Please note that unfortunately this year's lectures will not be broadcasted as a live stream.

How do we figure out past forms of personhood? How did templates of personhood change in the past? It seems that when it comes to reconstructing models of persons in the pre-modern past, the most persistence anachronisms and the most adventurous forms of othering are hard to avoid: Past persons are imagined as very much like us, imperfect versions of ourselves, or as utterly different—often only negatively defined as not possessing some essential attributes of ourselves (or rather, of our cherished self-images).

The three lectures would deal with modelling persons, past and present—with ways of modelling persons in late medieval and early modern times, one the one hand, and with historians’ attempts to reconstruct such models of past personhood, on the other. Rather than seeking to offer an extensive survey of a vast field, they seek to explore some possible approaches. We shall not ask directly about past notions of the person—for instance, about the concept of individual or self, elaborated by literati. Instead, each lecture would take a backdoor approach by following forms of action and social processes: Ways of shaking off an ascribed identity; attempts to shape and mold recalcitrant persons; and finally, explore an essential precondition for personhood—the emergence of ways of life.

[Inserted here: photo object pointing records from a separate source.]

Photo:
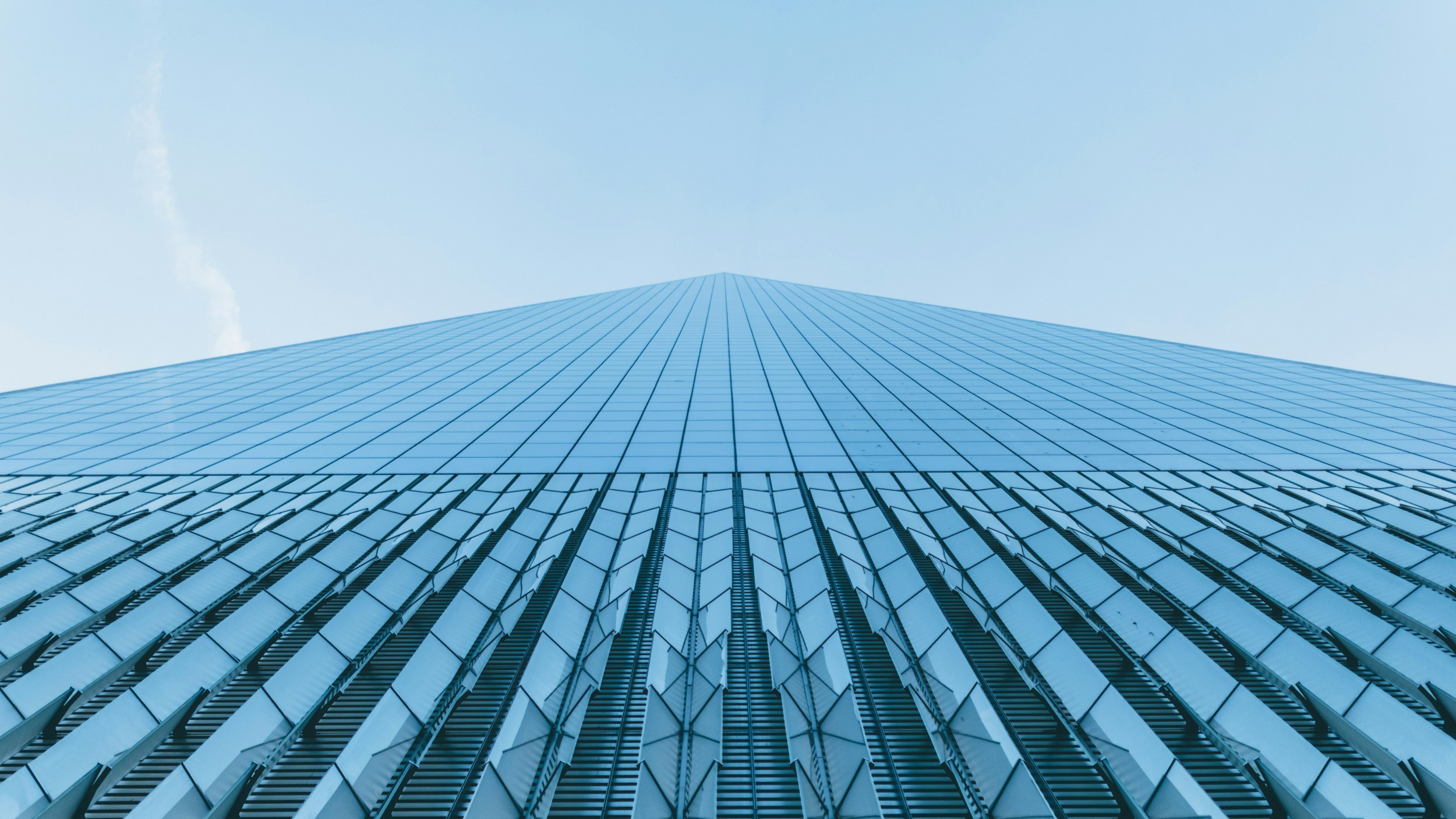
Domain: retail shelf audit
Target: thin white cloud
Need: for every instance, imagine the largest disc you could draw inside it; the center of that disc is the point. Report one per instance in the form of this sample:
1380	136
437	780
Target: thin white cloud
188	262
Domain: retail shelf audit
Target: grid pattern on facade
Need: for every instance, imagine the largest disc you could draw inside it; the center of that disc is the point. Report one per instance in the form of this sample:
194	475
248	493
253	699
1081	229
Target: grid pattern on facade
729	547
729	373
1164	645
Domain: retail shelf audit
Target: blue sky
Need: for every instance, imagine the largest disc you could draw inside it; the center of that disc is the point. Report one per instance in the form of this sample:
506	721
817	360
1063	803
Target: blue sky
182	179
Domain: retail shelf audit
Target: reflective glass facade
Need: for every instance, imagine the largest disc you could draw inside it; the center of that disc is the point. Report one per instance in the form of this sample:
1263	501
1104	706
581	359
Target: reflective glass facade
730	547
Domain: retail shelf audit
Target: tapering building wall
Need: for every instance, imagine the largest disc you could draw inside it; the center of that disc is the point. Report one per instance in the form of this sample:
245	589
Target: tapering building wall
730	547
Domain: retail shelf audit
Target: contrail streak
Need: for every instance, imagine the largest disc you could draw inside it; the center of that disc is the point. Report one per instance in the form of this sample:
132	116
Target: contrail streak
188	262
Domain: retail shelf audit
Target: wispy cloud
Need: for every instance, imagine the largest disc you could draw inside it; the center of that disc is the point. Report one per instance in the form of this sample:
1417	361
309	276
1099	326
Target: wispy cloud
188	262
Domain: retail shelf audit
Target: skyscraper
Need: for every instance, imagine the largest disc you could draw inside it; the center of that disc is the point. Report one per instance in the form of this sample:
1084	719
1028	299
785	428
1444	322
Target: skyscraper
730	547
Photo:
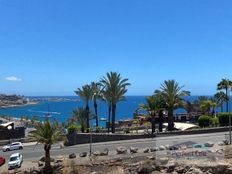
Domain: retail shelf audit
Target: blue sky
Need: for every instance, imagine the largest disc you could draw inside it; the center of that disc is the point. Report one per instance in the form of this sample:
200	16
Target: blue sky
52	47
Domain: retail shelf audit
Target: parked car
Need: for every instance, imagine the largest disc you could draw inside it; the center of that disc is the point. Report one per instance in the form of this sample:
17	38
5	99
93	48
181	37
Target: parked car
15	160
12	146
2	160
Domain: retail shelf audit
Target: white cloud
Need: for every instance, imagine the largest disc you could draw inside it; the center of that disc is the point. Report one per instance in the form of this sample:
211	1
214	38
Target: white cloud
13	78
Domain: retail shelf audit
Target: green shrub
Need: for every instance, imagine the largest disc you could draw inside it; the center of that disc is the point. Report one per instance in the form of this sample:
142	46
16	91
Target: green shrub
224	118
204	121
214	121
72	128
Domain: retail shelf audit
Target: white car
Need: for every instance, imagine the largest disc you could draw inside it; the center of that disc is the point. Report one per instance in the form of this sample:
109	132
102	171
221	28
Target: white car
12	146
15	160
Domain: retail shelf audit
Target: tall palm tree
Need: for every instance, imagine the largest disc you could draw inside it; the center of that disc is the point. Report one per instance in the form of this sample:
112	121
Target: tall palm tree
107	99
220	98
173	94
96	95
207	105
225	84
80	115
116	87
47	134
85	93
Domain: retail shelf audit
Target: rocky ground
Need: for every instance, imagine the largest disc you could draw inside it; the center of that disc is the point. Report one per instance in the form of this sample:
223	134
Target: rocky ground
210	159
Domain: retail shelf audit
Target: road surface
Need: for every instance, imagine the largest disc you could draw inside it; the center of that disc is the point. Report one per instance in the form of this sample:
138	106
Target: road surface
35	152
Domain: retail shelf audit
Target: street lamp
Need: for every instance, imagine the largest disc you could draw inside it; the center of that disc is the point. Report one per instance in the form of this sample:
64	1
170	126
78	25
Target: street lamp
229	115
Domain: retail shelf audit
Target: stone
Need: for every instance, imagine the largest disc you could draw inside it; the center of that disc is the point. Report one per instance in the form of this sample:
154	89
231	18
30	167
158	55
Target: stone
146	150
121	150
221	144
167	146
146	168
180	169
96	153
225	141
228	170
153	149
170	167
42	159
173	148
105	152
133	150
83	154
40	163
162	147
151	157
194	170
209	144
156	172
71	156
163	161
197	146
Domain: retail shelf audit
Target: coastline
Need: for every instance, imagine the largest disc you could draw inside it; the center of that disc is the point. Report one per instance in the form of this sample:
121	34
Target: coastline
13	106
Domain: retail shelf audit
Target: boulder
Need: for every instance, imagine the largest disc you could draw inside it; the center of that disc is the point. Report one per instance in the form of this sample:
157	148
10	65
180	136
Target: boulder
133	150
221	144
167	146
163	161
146	150
40	163
197	146
96	153
42	159
83	154
162	147
121	150
194	170
71	156
209	144
105	152
228	170
153	149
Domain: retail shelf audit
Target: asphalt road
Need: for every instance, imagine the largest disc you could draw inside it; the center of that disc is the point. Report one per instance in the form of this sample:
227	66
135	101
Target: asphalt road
35	152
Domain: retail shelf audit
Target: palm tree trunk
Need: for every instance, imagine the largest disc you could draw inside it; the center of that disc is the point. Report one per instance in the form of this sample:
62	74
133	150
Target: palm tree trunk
227	100
161	120
113	118
95	108
47	168
87	121
109	114
170	120
82	129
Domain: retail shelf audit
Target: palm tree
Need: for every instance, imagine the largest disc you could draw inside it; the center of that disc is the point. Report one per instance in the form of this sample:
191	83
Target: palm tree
107	99
115	86
85	93
80	115
155	104
96	95
47	134
220	98
207	105
172	94
226	85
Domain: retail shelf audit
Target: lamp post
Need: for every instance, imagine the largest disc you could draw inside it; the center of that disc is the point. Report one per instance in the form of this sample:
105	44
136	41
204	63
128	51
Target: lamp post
90	142
229	115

 1.Self-Forgetting in the Late Middle Ages - Monday, 6 November, 2017

 2. Self-Fashioning, the other way around - Tuesday, 7 November,  2017

 3. Ways of Life: Toward A Longer History - Thursday, 9 November, 2017

Prof. Gadi Algazi teaches at the Department of History at Tel Aviv University. He is also associate research fellow at international research centre Work and Human Life Cycle in Global History at the Humboldt University, Berlin. He is member of the editorial board of Past & Present and Historische Anthropologie, and previously served as senior editor of the journal History & Memory (2001–2012). He was fellow at the Max Planck Institute of History (Göttingen), the Max Planck Institute of the History of Science (Berlin) and the Wissenschaftskolleg zu Berlin, and visiting professor at the École des hautes études en sciences sociales (Paris) and the Free University (Berlin). His research interests include late medieval and early modern social and cultural history, with an emphasis on historical anthropology and gender history; he is particularly interested in the history and theory of the social sciences, settler colonialism and frontier societies. He is now completing a book on the making of the scholarly way of life, 1470–1630.